От высокой температуры я говорю тоненьким, жалобным голосом. А перед глазами всё плывут какие-то жёлтые цветы и Констанция… А сестра милосердия вместо того, чтобы подать мне воды или повести в уборную, кокетничает со старшинами-черношлычниками и не обращает внимания на мои слёзы и укоры…
И вот за нами приехали автомобили, и меня повезли в городскую больницу…
В бреду мне всё мерещилось, будто красные входят в больницу и колют меня штыками в грудь. Кровь моя фонтаном бьёт в потолок, а я кричу им, что после октябрьского переворота я был сотрудником газеты «Голос труда» Лисического Совета рабочих и крестьянских депутатов и декламировал им своё стихотворение: «Руку, товарищи, и в бой беспощадный…» Но они не слушают и всё колют меня в грудь…
Однажды (то был кризис) сестра послушала мой пульс да как побежит от меня. Быстро вернулась и впрыснула мне в грудь у сердца камфару. Я очень мечтал о той минуте, когда с наслаждением буду пить воду. Пока что вода казалась мне ужасно противной. Когда я начал поправляться, я подошёл к старшине, у которого было много грецких орехов, и попросил несколько штук. Но старшина не дал мне орехов.

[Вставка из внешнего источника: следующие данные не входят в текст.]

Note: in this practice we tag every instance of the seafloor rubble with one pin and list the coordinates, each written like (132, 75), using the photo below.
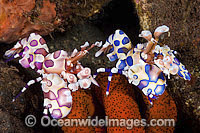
(181, 16)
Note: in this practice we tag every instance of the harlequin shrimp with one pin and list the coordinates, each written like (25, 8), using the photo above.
(60, 72)
(146, 65)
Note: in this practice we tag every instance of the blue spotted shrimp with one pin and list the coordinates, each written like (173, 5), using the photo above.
(146, 65)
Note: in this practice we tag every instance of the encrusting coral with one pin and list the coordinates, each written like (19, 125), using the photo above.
(164, 108)
(120, 104)
(83, 107)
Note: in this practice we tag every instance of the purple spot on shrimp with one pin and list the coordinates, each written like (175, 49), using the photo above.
(56, 54)
(38, 65)
(33, 43)
(64, 98)
(49, 95)
(41, 51)
(49, 63)
(56, 113)
(26, 49)
(30, 59)
(42, 41)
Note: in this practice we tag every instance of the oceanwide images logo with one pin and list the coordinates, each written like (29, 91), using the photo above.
(46, 121)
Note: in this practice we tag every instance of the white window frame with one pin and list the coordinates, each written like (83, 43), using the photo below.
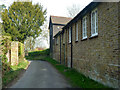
(84, 27)
(76, 31)
(94, 25)
(69, 34)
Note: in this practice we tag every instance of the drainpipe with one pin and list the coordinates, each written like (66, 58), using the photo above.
(60, 48)
(71, 50)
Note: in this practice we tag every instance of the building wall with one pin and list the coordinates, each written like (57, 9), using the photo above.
(98, 57)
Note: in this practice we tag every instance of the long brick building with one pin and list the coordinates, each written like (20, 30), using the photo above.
(90, 43)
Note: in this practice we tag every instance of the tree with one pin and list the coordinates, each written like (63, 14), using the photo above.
(29, 44)
(43, 38)
(23, 19)
(73, 10)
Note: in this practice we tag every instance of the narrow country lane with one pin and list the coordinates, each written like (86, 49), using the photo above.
(41, 74)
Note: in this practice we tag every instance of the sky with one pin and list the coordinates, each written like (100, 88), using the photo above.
(54, 7)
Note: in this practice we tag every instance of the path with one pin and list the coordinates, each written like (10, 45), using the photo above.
(41, 74)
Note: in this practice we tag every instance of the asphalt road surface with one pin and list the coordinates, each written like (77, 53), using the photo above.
(41, 74)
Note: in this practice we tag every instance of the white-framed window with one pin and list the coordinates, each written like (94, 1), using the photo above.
(69, 35)
(76, 33)
(94, 23)
(84, 27)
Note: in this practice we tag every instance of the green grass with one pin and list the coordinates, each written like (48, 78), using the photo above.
(12, 74)
(75, 78)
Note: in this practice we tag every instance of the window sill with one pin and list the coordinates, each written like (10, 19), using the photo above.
(76, 41)
(93, 36)
(84, 39)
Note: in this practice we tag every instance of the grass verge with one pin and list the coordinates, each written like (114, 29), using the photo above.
(75, 78)
(13, 73)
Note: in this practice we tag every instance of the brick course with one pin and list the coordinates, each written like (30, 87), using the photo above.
(97, 57)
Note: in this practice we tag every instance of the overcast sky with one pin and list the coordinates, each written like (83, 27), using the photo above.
(54, 7)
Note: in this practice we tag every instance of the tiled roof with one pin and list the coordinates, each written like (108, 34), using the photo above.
(60, 20)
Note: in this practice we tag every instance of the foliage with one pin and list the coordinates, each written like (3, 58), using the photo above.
(42, 37)
(29, 43)
(5, 47)
(21, 49)
(75, 78)
(23, 19)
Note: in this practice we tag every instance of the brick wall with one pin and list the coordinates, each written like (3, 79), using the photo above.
(97, 57)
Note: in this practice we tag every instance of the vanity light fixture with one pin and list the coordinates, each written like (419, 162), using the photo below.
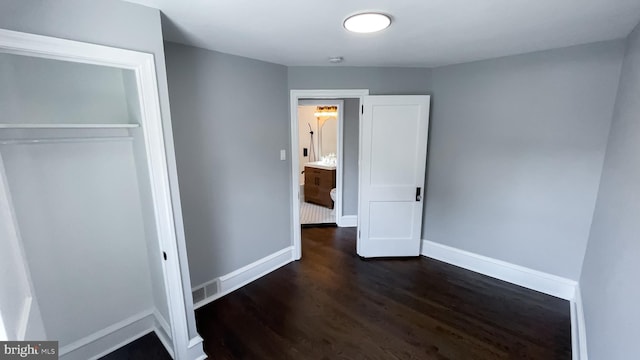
(367, 22)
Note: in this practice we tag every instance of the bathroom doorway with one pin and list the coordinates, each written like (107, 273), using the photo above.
(319, 123)
(345, 205)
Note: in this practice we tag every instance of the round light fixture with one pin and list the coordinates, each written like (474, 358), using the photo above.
(367, 22)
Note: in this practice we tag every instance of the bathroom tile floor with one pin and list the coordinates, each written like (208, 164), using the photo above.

После тифа вместе с выздоровевшими я еду последним эшелоном через Буковину в Галицию.
А румыны… У их конников на постолах шпоры, старшины бьют их по морде, а они только покорно подставляют свои смуглые физиономии, а потом молча утирают юшку из носа. Уж больно покорные эти цыгане. Их старшины — феодальные дядьки: пудрятся и затягиваются в корсеты. Расхаживают по перрону с блестящими стеками. Нас не отпускают от эшелона даже купить мамалыги. Одного нашего старшину, который пошёл купить мамалыги, румынский часовой прикладом пригнал назад. Я радуюсь, что хоть здесь мы равны. Ведь ещё в Проскурове была офицерская столовая, и вообще наши старшины были весьма привилегированными. А казаки — это что-то низшее, бессловесное. Да и не очень-то разговоришься — после проскуровского погрома полковник Маслов сказал казакам:
— Даю вам право стрелять в тех, кто станет агитировать за большевиков.
И вообще, что сказал пан сотник — это закон, казаки же не имели права высказывать свои мысли. Только думали про себя да помалкивали.